More haste less speed ... redoing work
Update ... I have just re-scanned another 20 mags having missed a line in another place on the page, but what I had missed is that there is a WHITE line on the back of every scan. While the paper was white, it's not immediately obvious and working back through the scans it does appear to be growing in width. The latest batch of magazines have a greyish colour to the paper and when one zooms in it is a lot more obvious. Time to take advantage of the warranty and see what Brother say about it. Do I want to rescan all these mags yet again? It is going to irritate if I don't, but being practical, the real end target of properly OCRed versions will eliminate the paper colouration and hence the problem, so it does not seem necessary to do anything with the existing production. Just a matter of if I wait for a responce from Brother as to if it will be fixed anyway?

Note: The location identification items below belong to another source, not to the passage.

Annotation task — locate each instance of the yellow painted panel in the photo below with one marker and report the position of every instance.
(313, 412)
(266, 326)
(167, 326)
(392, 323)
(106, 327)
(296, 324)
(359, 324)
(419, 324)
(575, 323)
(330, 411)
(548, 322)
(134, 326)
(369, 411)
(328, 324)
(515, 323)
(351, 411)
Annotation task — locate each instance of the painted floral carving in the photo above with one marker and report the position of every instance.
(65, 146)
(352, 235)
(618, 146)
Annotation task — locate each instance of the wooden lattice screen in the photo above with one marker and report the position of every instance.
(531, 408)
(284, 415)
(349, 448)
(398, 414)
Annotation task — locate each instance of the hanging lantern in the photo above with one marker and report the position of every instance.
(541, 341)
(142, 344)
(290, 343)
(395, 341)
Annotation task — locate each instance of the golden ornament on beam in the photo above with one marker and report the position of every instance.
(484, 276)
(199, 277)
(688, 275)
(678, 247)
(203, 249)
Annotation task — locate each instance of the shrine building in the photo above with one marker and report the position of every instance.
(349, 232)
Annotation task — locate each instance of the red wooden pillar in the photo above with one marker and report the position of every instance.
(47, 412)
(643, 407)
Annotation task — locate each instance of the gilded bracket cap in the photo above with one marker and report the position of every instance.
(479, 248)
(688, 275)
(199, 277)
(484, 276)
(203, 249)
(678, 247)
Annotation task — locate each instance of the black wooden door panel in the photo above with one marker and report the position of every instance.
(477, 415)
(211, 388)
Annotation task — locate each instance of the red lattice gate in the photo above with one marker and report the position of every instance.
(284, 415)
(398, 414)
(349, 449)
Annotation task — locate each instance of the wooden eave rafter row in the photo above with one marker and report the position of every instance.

The ledger size magazines from the 1980's have all been processed as well, and the car has been emptied. I have a couple of boxes with ledger size magazines from the 1960's. Issues 3224 to 3311 which I think are Volumn 129, 130 and 131. These as well as being a little smaller than A3, are also a smaller number of pages with 11 or 12 sheets to scan and the resulting file is well clear of the memory limit of the scanner. Since the front page has colour print, I am still doing a colour scan of the whole magazine. I had tried using the grey scale scan to see if the document resulted in a smaller file size, but as yet I've not seen any saving. That at a later stage it may be worth trying other options where the majority of the magazine is only black and white.
One other thing that has become apparent is that while the files that are produced by PDF Arranger look organised A4 sheets, this is created by simply tagging the orginal images to trim and rotate the displayed page. I've asked a question about this on the PDF Arranger forum to see if my understanding is correct. At some point I would like to be able to output a set of pictures from the magazine but this is complicated if the base image is not the A4 page I am looking at. A proper process to OCR the magazines and eliminate the raw scans is on the todo list.